You can either run it by yourself with:
```shell
tox
```
or from `pdm` with:
```shell
pdm run tox
```
### Code style
PDM uses `pre-commit` for linting. Install `pre-commit` first, for example with pip or [pipx](https://github.com/pypa/pipx):
```bash
python -m pip install pre-commit
```
```bash
pipx install pre-commit
```
Then initialize `pre-commit`:
```bash
pre-commit install
```
You can now lint the code with:
```bash
pdm run lint
```
PDM uses `black` for code style and `isort` for sorting import statements. If you are not following them,
the CI will fail and your Pull Request will not be merged.
### News fragments
When you make changes such as fixing a bug or adding a feature, you must add a news fragment describing
your change. News fragments are placed in the `news/` directory, and should be named according to this pattern: `<issue_num>.<issue_type>.md` (e.g., `566.bugfix.md`).
#### Issue Types
- `feature`: Features and improvements
- `bugfix`: Bug fixes
- `refactor`: Code restructures
- `doc`: Added or improved documentation
- `dep`: Changes to dependencies
- `removal`: Removals or deprecations in the API
- `misc`: Miscellaneous changes that don't fit any of the other categories
The contents of the file should be a single sentence in the imperative
mood that describes your changes. (e.g., `Deduplicate the plugins list.` ) See entries in the [Change Log](/CHANGELOG.md) for more examples.
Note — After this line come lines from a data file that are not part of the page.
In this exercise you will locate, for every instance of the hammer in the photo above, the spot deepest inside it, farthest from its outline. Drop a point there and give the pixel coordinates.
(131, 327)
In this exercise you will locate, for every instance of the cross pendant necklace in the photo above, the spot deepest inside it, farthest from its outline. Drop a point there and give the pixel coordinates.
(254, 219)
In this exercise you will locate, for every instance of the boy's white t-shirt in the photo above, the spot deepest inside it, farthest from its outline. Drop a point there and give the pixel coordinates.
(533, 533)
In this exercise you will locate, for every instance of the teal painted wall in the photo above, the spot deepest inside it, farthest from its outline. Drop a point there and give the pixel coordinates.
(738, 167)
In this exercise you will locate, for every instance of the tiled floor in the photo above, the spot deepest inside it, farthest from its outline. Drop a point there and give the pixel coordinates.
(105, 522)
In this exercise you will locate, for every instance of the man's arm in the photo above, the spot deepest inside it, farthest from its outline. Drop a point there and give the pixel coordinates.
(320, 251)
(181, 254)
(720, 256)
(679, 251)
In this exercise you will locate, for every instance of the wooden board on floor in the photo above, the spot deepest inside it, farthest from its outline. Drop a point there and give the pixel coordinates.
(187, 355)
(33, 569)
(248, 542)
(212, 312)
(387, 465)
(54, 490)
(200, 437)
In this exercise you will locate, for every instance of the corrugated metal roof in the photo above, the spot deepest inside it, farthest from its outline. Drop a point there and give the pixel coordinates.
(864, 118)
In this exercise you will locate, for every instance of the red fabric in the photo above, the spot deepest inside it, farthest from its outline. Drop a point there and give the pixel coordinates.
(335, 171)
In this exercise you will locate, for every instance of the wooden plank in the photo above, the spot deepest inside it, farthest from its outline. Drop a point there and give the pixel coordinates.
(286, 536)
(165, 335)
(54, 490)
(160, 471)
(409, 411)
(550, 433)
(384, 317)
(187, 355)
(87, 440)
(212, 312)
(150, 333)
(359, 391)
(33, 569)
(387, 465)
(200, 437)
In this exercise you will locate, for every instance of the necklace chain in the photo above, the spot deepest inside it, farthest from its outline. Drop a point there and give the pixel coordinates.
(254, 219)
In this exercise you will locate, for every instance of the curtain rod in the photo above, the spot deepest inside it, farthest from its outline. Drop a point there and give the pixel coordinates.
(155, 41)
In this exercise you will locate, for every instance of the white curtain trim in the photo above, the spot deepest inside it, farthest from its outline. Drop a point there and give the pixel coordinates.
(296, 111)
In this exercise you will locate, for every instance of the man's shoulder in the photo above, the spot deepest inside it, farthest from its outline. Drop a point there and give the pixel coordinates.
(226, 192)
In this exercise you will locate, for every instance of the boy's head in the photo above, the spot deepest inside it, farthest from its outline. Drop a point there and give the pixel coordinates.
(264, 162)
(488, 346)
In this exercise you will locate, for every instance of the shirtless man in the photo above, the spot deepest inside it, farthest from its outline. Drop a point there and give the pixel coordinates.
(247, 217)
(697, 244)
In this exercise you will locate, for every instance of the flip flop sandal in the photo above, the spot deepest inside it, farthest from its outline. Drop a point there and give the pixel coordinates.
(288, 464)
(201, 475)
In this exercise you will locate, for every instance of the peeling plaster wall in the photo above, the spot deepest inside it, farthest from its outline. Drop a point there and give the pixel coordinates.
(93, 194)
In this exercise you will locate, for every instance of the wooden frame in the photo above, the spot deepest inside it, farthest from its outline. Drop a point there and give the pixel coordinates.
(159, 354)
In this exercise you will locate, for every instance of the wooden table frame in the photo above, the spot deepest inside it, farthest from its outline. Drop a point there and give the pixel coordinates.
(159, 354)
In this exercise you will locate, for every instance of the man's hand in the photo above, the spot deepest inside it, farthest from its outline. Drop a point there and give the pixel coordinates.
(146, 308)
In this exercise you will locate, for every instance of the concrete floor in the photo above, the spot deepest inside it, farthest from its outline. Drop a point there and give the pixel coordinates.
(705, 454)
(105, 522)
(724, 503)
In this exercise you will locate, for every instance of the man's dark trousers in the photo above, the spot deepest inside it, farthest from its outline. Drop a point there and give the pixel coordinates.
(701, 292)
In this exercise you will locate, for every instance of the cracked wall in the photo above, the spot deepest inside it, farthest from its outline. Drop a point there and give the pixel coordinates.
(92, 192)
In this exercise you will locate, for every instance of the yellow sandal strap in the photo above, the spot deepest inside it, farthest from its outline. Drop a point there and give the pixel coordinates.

### Preview the documentation
PDM docs development requires a few additional dependencies. Install them as:
```bash
sudo apt install libffi-dev # Or equivalent with the package manager of your choice
```
Now, whenever you make some changes to the `docs/` and you want to preview the build result, simply do:
```bash
pdm run doc
```
## Release
Once all changes are done and ready to release, you can preview the changelog contents by running:
```bash
pdm run release --dry-run
```
Make sure the next version and the changelog are as expected in the output.
Then cut a release on the **main** branch:
```bash
pdm run release
```
GitHub action will create the release and upload the distributions to PyPI.